2011年3月11日、東日本大震災という未曽有の危機に見舞われる中、被災地の通信手段がまひ。電話やメールによる安否確認すら困難になった。このような緊急時にこそ、きちんと連絡を取れるサービスが必要だという企画者の思いの下、急ピッチで開発され、同年6月から提供が始まったのが「LINE」だ。メールやSMS(ショート・メッセージ・サービス)とも異なる、スマートフォン時代の新たなコミュニケーションツールが誕生した。
それから10年以上がたち、LINEの日本の利用者数は9200万人を超え、今や日本国民の大半が利用するコミュニケーションのインフラへと成長した。LINEは人と人だけでなく、企業と人をつなぐマーケティングサービスとしても、もはや欠かせない存在だ。企業が利用するアカウントのうち、LINEに認証された「認証済みアカウント」であれば、33万件が機能を月に1回以上利用するアクティブなアカウントだ。中小から大手まで、さまざまな企業がLINEをマーケティングに活用している。

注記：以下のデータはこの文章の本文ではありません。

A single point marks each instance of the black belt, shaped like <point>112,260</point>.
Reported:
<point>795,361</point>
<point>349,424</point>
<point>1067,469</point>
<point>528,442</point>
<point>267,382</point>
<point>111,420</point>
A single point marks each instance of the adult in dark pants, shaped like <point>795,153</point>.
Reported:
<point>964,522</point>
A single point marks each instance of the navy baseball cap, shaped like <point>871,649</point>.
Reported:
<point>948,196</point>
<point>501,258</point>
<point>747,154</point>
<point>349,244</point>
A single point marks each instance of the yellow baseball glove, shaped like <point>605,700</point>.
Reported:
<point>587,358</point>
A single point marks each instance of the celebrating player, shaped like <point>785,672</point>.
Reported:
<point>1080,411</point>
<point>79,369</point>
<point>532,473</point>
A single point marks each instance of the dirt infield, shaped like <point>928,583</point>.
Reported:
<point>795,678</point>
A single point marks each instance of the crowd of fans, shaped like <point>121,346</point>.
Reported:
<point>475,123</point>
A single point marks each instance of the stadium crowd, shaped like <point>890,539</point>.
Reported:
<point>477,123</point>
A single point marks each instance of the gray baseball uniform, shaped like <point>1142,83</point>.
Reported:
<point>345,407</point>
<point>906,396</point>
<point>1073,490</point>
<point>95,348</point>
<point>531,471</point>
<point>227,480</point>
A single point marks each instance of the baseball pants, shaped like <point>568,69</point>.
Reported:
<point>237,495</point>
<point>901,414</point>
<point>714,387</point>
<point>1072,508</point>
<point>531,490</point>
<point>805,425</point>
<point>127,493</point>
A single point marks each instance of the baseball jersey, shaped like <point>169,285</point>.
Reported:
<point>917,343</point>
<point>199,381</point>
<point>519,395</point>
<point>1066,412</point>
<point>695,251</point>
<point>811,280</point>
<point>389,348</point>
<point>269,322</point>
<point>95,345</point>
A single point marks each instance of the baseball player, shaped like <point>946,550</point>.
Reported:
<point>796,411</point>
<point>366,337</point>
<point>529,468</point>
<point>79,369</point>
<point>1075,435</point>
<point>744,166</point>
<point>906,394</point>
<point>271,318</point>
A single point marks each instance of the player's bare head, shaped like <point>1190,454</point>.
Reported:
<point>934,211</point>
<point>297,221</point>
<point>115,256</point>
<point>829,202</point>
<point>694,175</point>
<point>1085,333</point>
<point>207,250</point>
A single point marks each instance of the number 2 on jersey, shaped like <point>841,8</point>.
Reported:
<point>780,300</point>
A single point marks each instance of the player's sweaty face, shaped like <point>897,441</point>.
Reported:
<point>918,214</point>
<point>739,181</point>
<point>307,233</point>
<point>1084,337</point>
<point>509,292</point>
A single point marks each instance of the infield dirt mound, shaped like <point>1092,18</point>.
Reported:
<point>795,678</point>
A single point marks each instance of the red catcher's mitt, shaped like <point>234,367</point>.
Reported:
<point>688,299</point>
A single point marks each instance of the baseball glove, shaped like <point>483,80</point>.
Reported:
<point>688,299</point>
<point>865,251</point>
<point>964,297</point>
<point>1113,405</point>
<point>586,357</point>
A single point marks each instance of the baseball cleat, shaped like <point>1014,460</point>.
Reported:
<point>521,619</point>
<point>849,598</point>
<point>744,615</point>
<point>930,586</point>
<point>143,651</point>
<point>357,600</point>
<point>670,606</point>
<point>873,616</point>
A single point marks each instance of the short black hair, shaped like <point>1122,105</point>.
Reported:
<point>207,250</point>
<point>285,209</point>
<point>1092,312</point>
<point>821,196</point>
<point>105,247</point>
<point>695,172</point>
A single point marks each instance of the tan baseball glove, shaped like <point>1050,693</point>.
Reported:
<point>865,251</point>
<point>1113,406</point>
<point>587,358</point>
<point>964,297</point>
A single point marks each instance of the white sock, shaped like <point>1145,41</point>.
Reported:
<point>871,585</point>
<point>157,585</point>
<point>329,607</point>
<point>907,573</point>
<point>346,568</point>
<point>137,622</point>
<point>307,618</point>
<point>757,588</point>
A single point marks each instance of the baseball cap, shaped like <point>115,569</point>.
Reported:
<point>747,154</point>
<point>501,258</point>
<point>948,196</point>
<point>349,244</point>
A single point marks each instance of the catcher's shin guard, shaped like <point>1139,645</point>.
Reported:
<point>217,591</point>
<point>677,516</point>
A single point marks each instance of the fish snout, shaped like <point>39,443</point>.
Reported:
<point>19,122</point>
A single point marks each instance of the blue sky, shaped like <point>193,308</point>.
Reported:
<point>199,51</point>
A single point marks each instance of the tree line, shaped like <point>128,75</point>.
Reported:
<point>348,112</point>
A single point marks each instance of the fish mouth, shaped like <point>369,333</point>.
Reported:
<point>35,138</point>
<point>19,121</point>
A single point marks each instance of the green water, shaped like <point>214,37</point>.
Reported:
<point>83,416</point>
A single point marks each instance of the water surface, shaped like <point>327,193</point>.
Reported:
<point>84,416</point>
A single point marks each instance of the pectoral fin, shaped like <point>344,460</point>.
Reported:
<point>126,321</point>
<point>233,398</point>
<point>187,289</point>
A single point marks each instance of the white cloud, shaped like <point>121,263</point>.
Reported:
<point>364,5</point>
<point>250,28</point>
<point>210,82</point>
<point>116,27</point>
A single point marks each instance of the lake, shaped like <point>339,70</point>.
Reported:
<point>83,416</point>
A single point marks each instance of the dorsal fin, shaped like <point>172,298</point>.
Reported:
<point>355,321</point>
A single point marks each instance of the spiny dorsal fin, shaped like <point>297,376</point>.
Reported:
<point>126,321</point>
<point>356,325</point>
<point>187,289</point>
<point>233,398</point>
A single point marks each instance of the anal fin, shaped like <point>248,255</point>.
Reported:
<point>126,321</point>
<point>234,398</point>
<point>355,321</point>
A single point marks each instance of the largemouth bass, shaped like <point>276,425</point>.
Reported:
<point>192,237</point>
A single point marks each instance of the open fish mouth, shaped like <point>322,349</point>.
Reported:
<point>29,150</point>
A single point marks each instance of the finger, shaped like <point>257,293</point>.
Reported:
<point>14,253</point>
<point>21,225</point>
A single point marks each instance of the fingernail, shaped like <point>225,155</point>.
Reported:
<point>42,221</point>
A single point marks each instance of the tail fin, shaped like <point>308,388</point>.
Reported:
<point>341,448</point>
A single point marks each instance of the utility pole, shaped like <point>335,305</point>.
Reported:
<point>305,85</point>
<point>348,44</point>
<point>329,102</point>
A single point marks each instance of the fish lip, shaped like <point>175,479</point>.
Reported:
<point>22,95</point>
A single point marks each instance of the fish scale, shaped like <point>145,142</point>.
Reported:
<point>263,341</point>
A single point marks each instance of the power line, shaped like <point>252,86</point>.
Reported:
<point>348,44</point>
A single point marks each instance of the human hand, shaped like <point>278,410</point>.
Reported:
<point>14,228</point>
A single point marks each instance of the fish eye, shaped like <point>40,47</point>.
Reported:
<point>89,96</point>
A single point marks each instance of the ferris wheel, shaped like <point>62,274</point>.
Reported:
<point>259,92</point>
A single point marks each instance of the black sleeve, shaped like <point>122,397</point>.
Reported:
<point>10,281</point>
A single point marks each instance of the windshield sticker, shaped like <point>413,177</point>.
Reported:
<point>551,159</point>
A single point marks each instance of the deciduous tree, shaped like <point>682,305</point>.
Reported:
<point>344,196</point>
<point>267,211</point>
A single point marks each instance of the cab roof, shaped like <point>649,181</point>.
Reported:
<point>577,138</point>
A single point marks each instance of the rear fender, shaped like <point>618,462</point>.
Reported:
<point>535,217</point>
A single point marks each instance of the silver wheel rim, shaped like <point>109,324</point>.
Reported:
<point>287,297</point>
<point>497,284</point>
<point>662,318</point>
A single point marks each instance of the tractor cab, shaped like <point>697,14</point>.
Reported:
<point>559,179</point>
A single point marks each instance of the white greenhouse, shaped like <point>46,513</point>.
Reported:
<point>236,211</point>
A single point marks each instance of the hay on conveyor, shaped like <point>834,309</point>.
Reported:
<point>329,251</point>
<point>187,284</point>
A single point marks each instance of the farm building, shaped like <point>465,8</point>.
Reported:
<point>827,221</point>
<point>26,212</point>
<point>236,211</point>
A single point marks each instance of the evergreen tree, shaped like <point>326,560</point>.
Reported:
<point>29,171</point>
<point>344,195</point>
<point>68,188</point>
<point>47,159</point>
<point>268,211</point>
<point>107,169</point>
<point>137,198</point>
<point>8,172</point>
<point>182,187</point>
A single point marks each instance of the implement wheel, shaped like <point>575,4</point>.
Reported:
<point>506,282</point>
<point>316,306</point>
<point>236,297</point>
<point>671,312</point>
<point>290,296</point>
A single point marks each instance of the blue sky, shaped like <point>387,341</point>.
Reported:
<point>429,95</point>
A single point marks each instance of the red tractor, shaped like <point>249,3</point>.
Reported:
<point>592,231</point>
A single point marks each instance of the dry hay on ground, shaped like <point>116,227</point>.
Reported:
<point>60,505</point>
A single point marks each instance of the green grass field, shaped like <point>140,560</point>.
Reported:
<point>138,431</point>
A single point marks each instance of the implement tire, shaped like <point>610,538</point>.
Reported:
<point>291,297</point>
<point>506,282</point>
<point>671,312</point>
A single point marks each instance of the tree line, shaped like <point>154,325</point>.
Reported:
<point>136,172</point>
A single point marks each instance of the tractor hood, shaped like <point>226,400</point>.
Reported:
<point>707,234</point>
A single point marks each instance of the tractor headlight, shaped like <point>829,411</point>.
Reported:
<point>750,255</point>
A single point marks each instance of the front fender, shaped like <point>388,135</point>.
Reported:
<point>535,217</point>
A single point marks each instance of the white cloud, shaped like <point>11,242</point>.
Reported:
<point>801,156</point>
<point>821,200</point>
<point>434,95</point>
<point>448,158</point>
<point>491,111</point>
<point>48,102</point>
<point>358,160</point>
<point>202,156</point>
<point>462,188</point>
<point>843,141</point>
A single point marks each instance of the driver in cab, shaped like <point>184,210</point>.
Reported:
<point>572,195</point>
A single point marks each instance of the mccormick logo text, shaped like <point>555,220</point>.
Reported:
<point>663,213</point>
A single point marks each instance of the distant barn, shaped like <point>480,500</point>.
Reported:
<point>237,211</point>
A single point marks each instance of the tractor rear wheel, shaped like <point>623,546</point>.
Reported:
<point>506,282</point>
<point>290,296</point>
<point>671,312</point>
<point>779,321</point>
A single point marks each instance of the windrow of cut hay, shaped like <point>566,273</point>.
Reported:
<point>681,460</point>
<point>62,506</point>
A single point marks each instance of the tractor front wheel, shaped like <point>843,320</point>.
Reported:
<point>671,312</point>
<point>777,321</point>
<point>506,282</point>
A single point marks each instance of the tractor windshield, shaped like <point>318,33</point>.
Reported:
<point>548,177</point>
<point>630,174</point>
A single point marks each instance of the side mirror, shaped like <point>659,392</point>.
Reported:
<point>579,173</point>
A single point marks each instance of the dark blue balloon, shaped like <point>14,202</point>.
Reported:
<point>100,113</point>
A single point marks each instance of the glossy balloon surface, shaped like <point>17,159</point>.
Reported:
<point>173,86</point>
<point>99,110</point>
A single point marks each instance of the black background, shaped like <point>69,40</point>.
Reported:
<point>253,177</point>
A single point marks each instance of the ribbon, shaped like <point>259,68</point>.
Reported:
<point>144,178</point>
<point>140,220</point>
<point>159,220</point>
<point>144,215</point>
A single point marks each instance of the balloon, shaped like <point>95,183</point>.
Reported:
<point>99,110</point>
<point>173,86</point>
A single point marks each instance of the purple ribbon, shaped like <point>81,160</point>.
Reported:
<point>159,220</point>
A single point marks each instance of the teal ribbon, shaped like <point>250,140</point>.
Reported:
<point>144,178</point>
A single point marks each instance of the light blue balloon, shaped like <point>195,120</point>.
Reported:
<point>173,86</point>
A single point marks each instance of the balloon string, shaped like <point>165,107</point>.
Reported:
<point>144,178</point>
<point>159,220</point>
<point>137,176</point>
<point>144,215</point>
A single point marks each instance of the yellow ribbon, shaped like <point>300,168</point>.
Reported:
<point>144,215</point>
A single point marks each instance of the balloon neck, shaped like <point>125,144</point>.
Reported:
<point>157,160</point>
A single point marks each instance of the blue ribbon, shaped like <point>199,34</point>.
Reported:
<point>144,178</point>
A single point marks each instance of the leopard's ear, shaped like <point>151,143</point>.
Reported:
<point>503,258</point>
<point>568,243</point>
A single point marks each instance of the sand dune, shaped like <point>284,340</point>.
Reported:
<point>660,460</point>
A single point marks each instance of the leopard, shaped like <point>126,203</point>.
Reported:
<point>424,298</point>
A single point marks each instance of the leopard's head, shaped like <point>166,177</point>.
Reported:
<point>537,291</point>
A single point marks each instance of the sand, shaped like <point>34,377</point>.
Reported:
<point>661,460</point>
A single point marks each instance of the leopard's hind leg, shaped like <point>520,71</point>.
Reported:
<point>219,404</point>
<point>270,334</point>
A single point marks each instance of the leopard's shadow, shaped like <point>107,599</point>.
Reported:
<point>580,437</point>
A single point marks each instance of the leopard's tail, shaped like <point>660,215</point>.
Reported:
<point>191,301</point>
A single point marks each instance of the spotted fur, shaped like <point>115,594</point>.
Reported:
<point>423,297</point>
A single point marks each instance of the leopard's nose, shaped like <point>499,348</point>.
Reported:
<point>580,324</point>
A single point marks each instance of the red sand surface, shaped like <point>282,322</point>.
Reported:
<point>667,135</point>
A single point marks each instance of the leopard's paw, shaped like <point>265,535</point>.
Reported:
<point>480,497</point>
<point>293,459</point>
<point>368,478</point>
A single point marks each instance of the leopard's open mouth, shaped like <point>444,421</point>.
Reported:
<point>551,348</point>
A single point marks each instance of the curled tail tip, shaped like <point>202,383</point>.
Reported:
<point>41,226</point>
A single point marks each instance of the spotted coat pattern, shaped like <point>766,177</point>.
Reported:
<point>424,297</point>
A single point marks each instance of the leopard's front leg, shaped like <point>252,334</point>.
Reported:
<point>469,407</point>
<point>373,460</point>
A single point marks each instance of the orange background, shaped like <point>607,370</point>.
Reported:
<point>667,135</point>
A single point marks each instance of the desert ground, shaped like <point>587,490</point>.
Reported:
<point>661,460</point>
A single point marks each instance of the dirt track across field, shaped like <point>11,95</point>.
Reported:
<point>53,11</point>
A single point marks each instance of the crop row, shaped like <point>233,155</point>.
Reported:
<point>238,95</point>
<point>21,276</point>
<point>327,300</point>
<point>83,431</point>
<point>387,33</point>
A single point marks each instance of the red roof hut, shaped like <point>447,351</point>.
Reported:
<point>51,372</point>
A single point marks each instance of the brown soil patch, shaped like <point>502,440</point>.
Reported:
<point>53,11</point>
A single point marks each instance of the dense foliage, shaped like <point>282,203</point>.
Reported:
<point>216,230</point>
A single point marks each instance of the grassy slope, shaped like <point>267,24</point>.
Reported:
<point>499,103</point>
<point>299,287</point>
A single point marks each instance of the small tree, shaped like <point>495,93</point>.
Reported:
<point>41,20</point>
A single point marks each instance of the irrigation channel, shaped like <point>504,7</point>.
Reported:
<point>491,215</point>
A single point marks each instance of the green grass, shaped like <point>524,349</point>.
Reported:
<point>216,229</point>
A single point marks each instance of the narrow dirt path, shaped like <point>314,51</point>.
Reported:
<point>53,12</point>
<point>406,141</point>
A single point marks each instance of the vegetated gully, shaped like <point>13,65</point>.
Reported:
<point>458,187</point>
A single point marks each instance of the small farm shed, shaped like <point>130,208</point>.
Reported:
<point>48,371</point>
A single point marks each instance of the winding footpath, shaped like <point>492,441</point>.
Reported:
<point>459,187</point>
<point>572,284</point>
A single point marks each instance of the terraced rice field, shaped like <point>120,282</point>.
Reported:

LINEをマーケティングに活用する場合、その目的は大きく「コミュニケーション」と「広告」の2つに分けられる。コミュニケーションはメッセージを中心に、登録者に直接情報を届ける方法。広告は新規顧客開拓などを目的とした、LINEの広告プラットフォームへの出稿だ。本特集ではそれぞれの活用法における「5つの新常識」を導き出した。これらを踏まえて活用することが成果を出すうえで重要になる。
これらの新常識について詳しく解説していこう。まずはコミュニケーションの領域だ。LINEを通じた消費者とのコミュニケーションの要となるのが、LINE公式アカウントだ。LINEが提供するマーケティング支援サービスの1つで、企業やブランド、商品名義でLINE上にアカウントを開設し、アカウント登録者に対してメッセージを配信でき、メールマーケティングの代替手段として知られる。提供開始は12年で、LINEがマーケティング支援サービス参入時から提供してきた最も歴史があるサービスの1つだ。それゆえに、性能や料金体系は大きく進化してきた。当然、活用の常識もそれに伴って変化している。